Странно, но Клава нашла меня уже часа через два на краю деревни, около рыбзавода. Она пришла одетая в нарядное платье. Глаза ее горели глубоким голубым светом.
Она взяла меня за руку, отвела в сторонку, усадила на бревнышко и, глядя мне в глаза, стала расспрашивать:
– Какой он, этот моряк? Как он выглядит? Женат ли он? Пользуется ли уважением в коллективе?
Голос у Клавки был при этом тревожный и ласковый одновременно. Видно, письмо замечательного матроса Кислицына взволновало ее девичью душу. Высокая грудь ее от дыхания поднималась еще выше.
Не знаю почему, но я стал Клавке бессовестно врать.
Я преподнес этого маленького лысоватого худенького матросика статным красавцем с густой шевелюрой.
Вероятно, непроизвольно я желал Клавке большого женского счастья.
– А какой у него рост? – с волнением в голосе поинтересовалась она.
– А ты встань, и я сравню.
Клава поднялась, задрала подбородок.
– Ты ему примерно до носа будешь, – успокоил я ее.
– Это нормально, – Клава махнула рукой и опять села.
Она какое-то время молчала, глядела на воду, потом сказала будто бы самой себе:
– Он такой красивый, Николай Кислицын, а я такая деревенская… Наверно, я ему не понравлюсь.
Такой подход меня возмутил. Федотова была настоящей красавицей, мне самому она нравилась, и я сказал вполне честно:
– Клава, ты очень красивая, правда, очень. – И совсем обнаглев, я шарахнул: – И сам бы на тебе женился, когда подрасту.
Клава вскочила, звонко засмеялась, наклонилась и погладила легкой своей ладонью меня по щеке.
– А ты ничего, матросик, славненький. Только маленький совсем, а мне замуж надо, понимаешь?
Она отвернулась и пошла по морскому берегу босиком, в новом нарядном платье. От меня. К матросу Николаю Кислицыну.
Наверно, они потом долго переписывались, верещали друг дружке всякие телячьи нежности, сю-сю там, ма-сю.

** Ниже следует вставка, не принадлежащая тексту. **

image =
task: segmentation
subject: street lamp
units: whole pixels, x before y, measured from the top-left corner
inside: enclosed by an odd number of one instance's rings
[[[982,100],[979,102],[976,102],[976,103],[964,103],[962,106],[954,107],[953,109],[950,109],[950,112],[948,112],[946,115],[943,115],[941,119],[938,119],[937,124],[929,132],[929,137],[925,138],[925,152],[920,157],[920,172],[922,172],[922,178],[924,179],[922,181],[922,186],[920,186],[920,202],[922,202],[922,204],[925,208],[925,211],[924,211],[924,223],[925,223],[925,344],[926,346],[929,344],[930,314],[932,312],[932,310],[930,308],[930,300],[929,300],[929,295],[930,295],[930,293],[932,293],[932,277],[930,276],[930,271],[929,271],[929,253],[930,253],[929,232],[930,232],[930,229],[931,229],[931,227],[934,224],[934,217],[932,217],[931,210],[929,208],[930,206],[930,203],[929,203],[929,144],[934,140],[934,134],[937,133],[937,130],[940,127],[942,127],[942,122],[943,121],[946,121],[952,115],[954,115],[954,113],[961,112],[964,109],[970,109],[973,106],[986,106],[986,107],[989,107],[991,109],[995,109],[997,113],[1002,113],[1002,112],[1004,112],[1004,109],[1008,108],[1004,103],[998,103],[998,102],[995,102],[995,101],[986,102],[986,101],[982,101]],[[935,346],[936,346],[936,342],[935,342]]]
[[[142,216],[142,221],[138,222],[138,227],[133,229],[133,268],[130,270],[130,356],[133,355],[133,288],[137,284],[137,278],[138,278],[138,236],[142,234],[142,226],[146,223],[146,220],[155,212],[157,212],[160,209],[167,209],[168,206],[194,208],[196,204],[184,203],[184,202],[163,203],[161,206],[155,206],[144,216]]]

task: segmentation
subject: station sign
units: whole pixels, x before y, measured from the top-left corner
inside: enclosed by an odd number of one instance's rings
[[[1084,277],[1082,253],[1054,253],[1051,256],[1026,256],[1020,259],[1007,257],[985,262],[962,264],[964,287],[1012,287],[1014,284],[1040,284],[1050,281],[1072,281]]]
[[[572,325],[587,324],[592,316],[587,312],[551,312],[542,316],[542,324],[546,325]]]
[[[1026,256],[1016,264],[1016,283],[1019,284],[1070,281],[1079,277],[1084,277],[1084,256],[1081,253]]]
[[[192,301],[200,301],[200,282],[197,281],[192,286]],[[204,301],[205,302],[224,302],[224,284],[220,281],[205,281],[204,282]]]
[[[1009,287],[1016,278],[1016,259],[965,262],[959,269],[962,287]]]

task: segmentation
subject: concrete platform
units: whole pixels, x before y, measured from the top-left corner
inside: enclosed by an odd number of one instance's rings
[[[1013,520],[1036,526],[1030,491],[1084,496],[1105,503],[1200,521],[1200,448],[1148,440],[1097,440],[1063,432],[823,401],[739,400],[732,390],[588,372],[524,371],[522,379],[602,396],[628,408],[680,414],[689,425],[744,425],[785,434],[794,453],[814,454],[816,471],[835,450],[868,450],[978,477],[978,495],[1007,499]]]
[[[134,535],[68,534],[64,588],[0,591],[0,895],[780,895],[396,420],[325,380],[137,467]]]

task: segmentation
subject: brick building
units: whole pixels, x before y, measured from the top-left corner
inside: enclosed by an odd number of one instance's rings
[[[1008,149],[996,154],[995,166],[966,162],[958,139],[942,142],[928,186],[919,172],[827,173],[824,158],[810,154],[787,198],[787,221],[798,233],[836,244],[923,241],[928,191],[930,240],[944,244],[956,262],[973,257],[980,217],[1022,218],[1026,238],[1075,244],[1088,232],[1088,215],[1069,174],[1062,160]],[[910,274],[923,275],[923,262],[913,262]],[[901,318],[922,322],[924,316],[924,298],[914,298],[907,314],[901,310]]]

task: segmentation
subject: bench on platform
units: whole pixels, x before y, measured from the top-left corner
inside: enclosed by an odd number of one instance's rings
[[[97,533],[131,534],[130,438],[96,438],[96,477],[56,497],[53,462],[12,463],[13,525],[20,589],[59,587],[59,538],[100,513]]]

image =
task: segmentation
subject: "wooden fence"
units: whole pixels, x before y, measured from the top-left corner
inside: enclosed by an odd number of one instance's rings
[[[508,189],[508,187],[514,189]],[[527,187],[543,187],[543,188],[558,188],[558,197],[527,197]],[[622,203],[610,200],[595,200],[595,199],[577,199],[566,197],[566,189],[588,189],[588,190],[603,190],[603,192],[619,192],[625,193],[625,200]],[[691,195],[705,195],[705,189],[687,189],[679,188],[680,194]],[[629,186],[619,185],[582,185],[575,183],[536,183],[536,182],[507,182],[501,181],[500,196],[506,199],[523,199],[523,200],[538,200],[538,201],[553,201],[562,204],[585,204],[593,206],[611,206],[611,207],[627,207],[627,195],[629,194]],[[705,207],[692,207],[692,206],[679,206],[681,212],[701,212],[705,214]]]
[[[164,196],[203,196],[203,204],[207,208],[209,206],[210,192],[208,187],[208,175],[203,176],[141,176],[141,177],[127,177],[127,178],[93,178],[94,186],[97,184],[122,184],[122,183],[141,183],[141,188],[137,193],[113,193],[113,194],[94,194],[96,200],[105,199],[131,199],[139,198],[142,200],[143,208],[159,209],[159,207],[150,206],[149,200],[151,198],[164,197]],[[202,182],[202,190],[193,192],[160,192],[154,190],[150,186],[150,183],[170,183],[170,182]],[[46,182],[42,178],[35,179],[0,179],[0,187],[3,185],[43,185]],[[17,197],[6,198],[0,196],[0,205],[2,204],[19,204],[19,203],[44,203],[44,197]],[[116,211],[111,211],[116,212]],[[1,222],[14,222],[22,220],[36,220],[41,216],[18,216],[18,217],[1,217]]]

После службы Николай и в самом деле приехал к нам в деревню. Приехал за своей невестой, Клавдией Федотовой.
Они долго гуляли по морскому берегу, по полям и все время звонко над чем-то хохотали. Им было хорошо вдвоем.
Из маревой дали засыпающего моря кричали им протяжные песни полусонные чайки, качающиеся на серо-бирюзовых, гладко-покатых волнах.
И худенькая фигурка Николая Кислицына все касалась и касалась плотного поморского тела Клавдии Федотовой.
А потом они уехали. Наверно, из них получилась прекрасная пара.
Больше Клавку я никогда не видел. Есть такое свойство в природе: женщины покидают свой дом, уходят за своим избранником и никогда больше не возвращаются к родному порогу. Такова суть женщины. Мужчины так не могут. Мужчине всегда нужно умереть там, где он родился.
А в тот день вечером был сеанс фильма про Фантомаса.
Я подошел к киномеханику Нине Владимировне и отдал ей письмо от экипажа эскадренного миноносца «Стремительный».
Она долго его читала и почему-то все время посматривала на меня с большим удивлением, как на странную вещь, неожиданно перед ней появившуюся. Кончив читать, она на меня уставилась, сделала глотательное движение и смогла только сказать:
– Ну-ну, проходи, тимуровец.
Никогда я не получал такого удовольствия от кино, как в тот раз. Но надо сказать и горькую правду: этот праздник продолжался недолго.
Уже в следующий раз Нина Владимировна, как ни в чем не бывало, потребовала от меня денежки за билет, и опять пришлось мне лезть на печку. А письмо моряков сгинуло где-то в глубине билетной сумки Нины Владимировны. Может быть, лежит до сих пор там.
А значки с моей груди тоже быстро исчезли.
Какие-то на что-то обменял, другие кто-то попросил поносить и не вернул потом, какие-то просто потерял. Форма тоже быстро истрепалась.
Давно это было. Как давно!.. Но до сих пор в душе живет ощущение праздника, которое я испытал в тот летний солнечный день.
Я благодарен этому дню, благодарен военным морякам, согревшим, может быть, и мимоходом мою мальчишескую душу, благодарен Летнему берегу Белого моря, ласкавшему босые мои ноги.
Не знаю, зачем к нашему берегу приходил тот корабль. Может быть, для того, чтобы память о нем сохранилась на всю жизнь.